Wer anreist, kommt mit Absicht. Er ist empfänglicher für das Gesamterlebnis. Diese Aufmerksamkeit ist ein Geschenk für jeden Betreiber.
Der Vorteil der klaren Positionierung
An einem teuren Standort müssen Sie oft alles für alle sein. Das verwässert Ihr Konzept. An einem gewählten Standort können Sie spezifisch sein. Sie können sich auf regionale Produkte, auf eine bestimmte Atmosphäre, auf handwerkliche Perfektion konzentrieren. Ihre Lage unterstützt Ihre Geschichte. “Wir sind der Gasthof im Dorf” ist eine verständliche, starke Botschaft. “Wir sind das dritte Café in dieser Einkaufsstraße” ist es nicht.
Diese Klarheit hilft auch bei der Kommunikation. Ihre Werbung muss nicht laut sein, sie muss treffend sein. Sie sprechen zu Menschen, die bereits eine bestimmte Suche im Kopf haben.
Praktische Schritte für die Standortwahl
Wie trifft man diese Entscheidung konkret? Sie beginnen nicht mit der Immobilienplattform. Sie beginnen mit Ihrem Kern.
- Definieren Sie erst Ihr unwiderstehliches Angebot. Was machen Sie, das anders und besser ist?
- Analysieren Sie dann, wo die Menschen leben, die dieses Angebot schätzen werden.
- Prüfen Sie die infrastrukturellen Hürden für diese Menschen. Ist Parkplatz da? Ist der ÖV-Anschluss akzeptabel?
- Kalkulieren Sie mit den niedrigeren Mieten, aber addieren Sie ein realistisches Budget für digitale Präsenz und gezielte Werbung.
Rechnen Sie zwei Szenarien durch. Eines mit hoher Miete und durchschnittlicher Kundentreue. Eines mit niedriger Miete und aktiver Gemeinschaftspflege. Das zweite Modell ist langfristig stabiler. Es baut auf Verbindung, nicht auf Volumen.

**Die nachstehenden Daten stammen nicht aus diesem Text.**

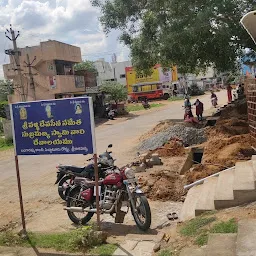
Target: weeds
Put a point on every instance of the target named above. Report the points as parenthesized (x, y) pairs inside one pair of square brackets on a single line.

Der Gasthof Löwen zeigt, wie das geht. Er ist nicht einfach da. Er ist ein bewusster Ankerpunkt. Für die Einheimischen. Für Gäste, die bewusst das Emmental und seine Gastlichkeit suchen. Diese Art von Geschäftsmodell widersteht Moden. Es schafft einen bleibenden Wert, der über eine günstige Mietperiode hinausgeht. Manchmal ist der mutigste Schritt, sich vom Gedanken an den besten Platz zu verabschieden. Und den richtigen Platz zu finden.